SUPERIOR COURT OF JUSTICE - ONTARIO
Court File No.: 10-50001
Date: October 17, 2013
RE: RICHARD PINEAU
AND:
MEROVITZ POTECHIN LLP
Before: Master MacLeod
Counsel:
William Fuhgeh, for the Plaintiff
Craig O’Brien, for the Defendant
Heard: October 17, 2013
ENDORSEMENT
This matter was scheduled as a full day motion. The plaintiff moved to compel the defendant to attend mediation and for costs as well as to amend the pleadings and for certain orders flowing from the discoveries. The defendants moved to production of certain documents over which privilege was claimed.
The parties have agreed that the motion has to be adjourned but there is disagreement concerning the terms. The plaintiff’s proposed terms are set out in the letter of October 11, 2013 which is at tab 10 of the Affidavit of Mr. Pineau. The terms sought by the defendant are set out in the confirmation form.
Both parties agree the motion should be adjourned to a fixed date and both parties agree there is a need for a fixed timetable. The disagreement appears to be concerning the time for the intervening steps and what steps should be permitted or required.
By way of context this date was fixed on July 3, 2013 at a case conference and it was at that time adjourned to this date from August 9th, 2013. The order of July 3, 2013 set out a timetable which apparently has not proved practical.
The only apparent disagreement has been the date for delivery of an expert report and the date for delivery of responding material and perhaps the specific manner of fixing the new date.
I gather some of the problem may be failure to differentiate between a responding affidavit- which must be served before cross examination – and other responding materials such as the transcripts and the factum.
The way in which a timetable is usually resolved is to fix the date and then work backwards. This may not be appropriate if there is a variable event over which the parties have no control but that does not appear to be the case here as the only variable will be the ability of the expert to produce the report.
I am advised by Mr. Fuhgeh that he does need the expert report to complete the responding affidavit. This means that the November 7th date for cross examination of Mr. De Toni will not work.
The timetable will therefore be amended as follows:
a) The motions are adjourned to February 6th, 2014 at 10:00am.
b) The plaintiff’s expert report shall be served by November 18, 2013 at the latest.

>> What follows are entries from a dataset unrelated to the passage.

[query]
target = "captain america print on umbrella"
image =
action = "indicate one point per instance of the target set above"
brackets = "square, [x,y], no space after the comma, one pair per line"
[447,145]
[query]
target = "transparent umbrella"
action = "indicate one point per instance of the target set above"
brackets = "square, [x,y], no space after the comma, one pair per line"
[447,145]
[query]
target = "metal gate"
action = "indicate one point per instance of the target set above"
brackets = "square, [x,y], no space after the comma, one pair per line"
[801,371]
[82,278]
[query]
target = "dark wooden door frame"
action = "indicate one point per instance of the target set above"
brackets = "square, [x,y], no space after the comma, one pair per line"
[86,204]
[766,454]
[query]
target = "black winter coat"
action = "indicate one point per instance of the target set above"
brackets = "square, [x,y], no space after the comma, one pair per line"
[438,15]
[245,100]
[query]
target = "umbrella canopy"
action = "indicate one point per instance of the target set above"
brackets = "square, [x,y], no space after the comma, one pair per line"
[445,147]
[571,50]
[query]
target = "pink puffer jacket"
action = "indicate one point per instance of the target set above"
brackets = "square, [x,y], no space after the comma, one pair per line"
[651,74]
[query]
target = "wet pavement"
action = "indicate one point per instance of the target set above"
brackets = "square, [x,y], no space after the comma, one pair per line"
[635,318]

c) The plaintiff’s responding affidavit for the privilege motion shall be served by November 29th, 2013.
d) Cross examination of Mr. De Toni shall proceed on December 16th, 2013 and if the defendants elect to cross examine on the plaintiff’s affidavit that will take place on December 17th, 2013.
e) Each moving party shall serve a factum by January 24th, 2014 and each responding party by January 31, 2104.

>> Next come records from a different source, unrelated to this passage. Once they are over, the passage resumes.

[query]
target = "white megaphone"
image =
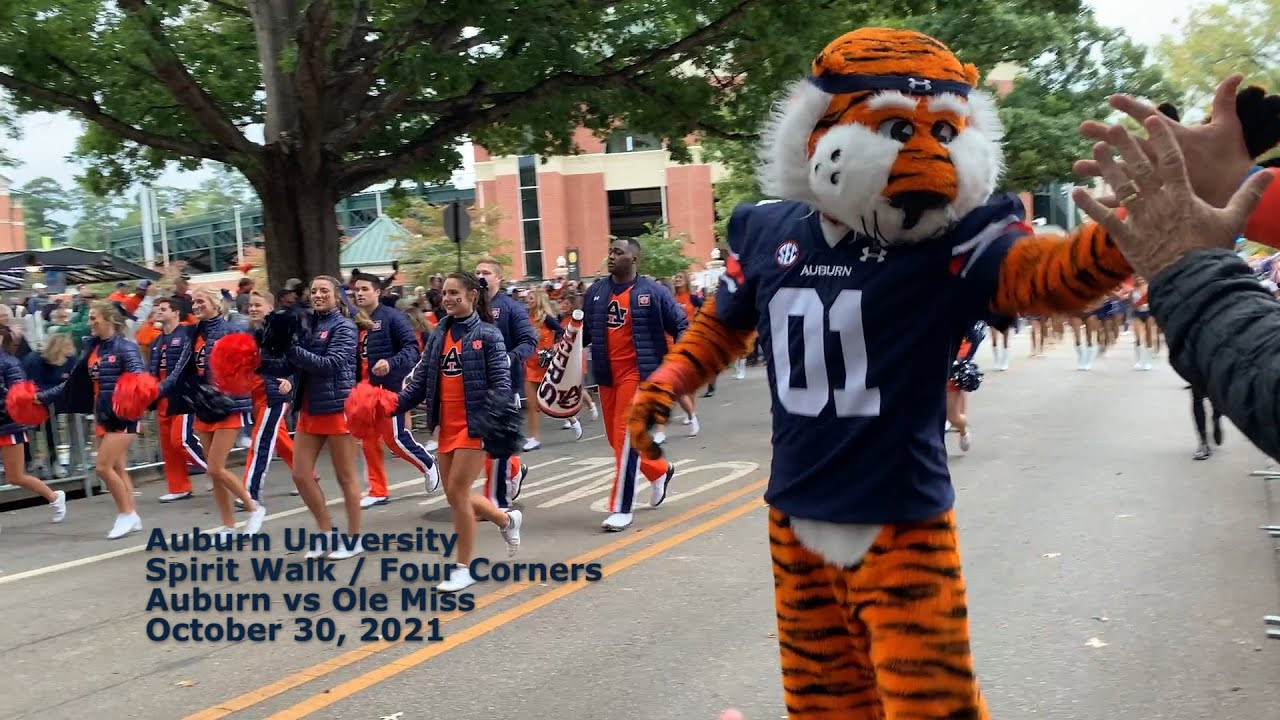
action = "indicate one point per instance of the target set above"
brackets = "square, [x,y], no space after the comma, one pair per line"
[561,391]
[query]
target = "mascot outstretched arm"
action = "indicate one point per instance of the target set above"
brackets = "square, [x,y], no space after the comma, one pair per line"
[885,247]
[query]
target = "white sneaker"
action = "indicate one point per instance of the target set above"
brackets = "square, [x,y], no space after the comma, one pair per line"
[433,477]
[371,500]
[617,522]
[460,578]
[124,524]
[59,506]
[517,483]
[511,533]
[254,524]
[661,486]
[343,554]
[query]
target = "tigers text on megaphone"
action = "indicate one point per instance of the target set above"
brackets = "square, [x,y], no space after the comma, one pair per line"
[561,391]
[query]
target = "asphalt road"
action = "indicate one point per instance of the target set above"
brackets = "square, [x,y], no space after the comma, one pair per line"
[1110,575]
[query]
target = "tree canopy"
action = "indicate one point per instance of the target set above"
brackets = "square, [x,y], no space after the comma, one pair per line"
[1242,36]
[662,251]
[346,94]
[1068,65]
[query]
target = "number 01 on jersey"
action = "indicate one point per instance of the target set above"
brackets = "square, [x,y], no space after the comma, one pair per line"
[844,320]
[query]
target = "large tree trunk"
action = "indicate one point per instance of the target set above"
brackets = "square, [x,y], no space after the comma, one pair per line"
[300,222]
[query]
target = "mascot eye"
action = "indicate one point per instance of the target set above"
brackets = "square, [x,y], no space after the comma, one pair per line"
[897,128]
[945,132]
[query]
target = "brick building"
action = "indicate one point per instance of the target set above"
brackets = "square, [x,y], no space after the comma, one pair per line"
[13,231]
[617,185]
[612,187]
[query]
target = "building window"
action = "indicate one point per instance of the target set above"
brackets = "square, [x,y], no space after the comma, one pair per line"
[626,141]
[530,218]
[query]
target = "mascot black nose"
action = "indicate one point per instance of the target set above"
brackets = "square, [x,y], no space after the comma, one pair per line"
[914,203]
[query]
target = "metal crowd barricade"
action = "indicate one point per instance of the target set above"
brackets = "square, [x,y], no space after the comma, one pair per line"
[1271,621]
[76,451]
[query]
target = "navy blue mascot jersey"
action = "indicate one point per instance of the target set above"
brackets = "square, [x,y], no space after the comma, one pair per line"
[859,341]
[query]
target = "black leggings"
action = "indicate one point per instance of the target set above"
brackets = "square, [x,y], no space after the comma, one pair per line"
[1198,414]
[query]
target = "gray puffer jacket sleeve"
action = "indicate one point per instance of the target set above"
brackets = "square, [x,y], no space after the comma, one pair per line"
[1224,337]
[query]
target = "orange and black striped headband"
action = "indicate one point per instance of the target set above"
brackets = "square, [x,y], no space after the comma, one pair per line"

f) All material is to be filed with the court and the motions confirmed by February 3rd, 2014.
I am not going to deal at length with the various allegations of discourtesy or other improper conduct because they are not necessary for the purpose of this order and are not properly before me. They are not relevant to what I have to decide. They are however causing both distraction and costs.

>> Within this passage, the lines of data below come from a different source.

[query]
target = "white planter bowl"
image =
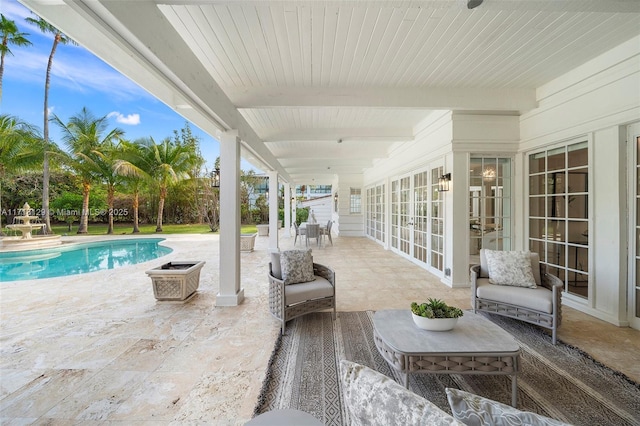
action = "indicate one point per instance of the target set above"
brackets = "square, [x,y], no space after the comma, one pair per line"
[434,324]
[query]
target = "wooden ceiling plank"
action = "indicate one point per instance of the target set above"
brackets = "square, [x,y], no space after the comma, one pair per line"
[397,48]
[193,26]
[259,38]
[467,44]
[446,45]
[422,62]
[365,32]
[271,41]
[532,48]
[230,17]
[244,43]
[307,46]
[380,56]
[292,19]
[328,45]
[351,44]
[343,17]
[512,35]
[277,13]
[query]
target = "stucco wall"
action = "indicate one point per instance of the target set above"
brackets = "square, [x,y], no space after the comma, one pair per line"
[595,102]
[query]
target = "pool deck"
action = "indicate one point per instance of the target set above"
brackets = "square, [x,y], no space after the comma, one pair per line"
[97,348]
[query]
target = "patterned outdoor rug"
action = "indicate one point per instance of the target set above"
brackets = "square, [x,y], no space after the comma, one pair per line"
[557,381]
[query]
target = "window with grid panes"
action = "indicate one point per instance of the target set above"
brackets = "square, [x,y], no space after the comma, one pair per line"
[559,213]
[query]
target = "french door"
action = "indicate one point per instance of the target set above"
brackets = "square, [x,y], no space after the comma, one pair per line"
[417,218]
[633,138]
[376,213]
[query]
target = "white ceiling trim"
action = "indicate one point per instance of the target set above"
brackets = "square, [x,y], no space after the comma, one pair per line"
[381,97]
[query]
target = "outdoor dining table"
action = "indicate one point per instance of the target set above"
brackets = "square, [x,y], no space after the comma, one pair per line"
[321,230]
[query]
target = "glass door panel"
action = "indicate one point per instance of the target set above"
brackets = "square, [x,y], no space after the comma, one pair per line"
[559,213]
[437,222]
[490,183]
[420,214]
[634,282]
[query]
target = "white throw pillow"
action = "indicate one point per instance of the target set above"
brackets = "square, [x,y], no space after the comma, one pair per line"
[296,266]
[374,399]
[475,410]
[510,268]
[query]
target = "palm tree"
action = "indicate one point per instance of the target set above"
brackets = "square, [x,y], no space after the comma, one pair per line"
[104,163]
[10,36]
[169,163]
[86,138]
[58,38]
[133,165]
[18,148]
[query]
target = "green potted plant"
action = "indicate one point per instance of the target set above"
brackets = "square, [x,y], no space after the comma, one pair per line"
[435,315]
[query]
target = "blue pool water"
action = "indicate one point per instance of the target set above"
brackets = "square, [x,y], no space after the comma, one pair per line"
[80,258]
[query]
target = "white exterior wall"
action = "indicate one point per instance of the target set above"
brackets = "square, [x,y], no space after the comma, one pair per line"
[321,207]
[345,223]
[595,102]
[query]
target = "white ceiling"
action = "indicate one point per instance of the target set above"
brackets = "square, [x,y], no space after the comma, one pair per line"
[302,75]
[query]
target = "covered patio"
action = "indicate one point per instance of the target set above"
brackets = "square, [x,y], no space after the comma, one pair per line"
[97,347]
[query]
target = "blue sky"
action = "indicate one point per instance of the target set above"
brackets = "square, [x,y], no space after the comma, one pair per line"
[80,79]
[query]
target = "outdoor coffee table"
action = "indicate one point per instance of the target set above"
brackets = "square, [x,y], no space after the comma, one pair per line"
[474,346]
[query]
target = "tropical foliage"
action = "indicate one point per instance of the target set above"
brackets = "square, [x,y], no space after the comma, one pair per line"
[96,175]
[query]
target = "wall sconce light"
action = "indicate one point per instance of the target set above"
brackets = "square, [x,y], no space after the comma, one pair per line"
[443,182]
[215,178]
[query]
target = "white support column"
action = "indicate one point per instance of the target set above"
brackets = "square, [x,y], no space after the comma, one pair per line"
[294,205]
[273,211]
[287,209]
[230,293]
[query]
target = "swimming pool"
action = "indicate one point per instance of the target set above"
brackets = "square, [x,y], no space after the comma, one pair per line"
[79,258]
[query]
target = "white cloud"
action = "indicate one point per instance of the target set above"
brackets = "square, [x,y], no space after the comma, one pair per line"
[131,119]
[76,70]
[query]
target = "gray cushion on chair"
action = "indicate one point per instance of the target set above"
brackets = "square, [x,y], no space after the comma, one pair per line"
[276,271]
[296,266]
[315,289]
[539,299]
[535,266]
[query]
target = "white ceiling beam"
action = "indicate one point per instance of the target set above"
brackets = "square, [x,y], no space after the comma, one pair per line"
[330,134]
[454,98]
[611,6]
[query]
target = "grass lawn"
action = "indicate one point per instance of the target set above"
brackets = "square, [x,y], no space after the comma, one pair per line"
[126,229]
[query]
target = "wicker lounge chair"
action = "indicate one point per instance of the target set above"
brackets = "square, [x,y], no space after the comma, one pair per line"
[287,302]
[541,306]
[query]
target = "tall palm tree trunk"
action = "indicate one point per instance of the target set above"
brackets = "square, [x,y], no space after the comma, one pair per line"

Counsel are to review the Advocates Society Guidelines on Professionalism and Civility that have been endorsed by the Law Society as well as this court.
The way in which Mr. Fuhgeh has put this in issue is highly improper. Paragraphs 43-46 of the Pineau affidavit have no place in this motion as they reflect the opinion of counsel and not facts to which his client could depose. Paragraphs 17 and 18 are similar. Accordingly those paragraphs are struck from the Pineau affidavit and I will not admit the Dubeau responding affidavit. Due to the incendiary nature of those allegations I will direct that the paragraphs in the court copy of the affidavit be physically struck out with black marker.
I am not finding that the conduct of Mr. Dubeau was impeccable. I am making no finding one way or the other. At the end of the day this was a consent adjournment with a minor dispute over terms. The adjournment was necessary in the first instance because the plaintiff could not produce his expert report and secondly by the request to cross examine Mr. De Toni. The dispute over terms arose partly because it seemed Mr. Fuhgeh was proposing to deliver affidavit material after he cross examined Mr. De Toni.
Costs of today are reserved to the hearing of the motions. I note however that there were costs claimed because Mr. O’Brien had to appear today due to the allegations leveled against Mr. Dubeau. Those costs are claimed at $1,880 on a partial indemnity scale and $2351 on a substantial indemnity scale. I have heard Mr. O’Brien’s submissions on this point and this need not be reargued but I will defer decision on those discrete costs until I have dealt with all of the costs of these motions.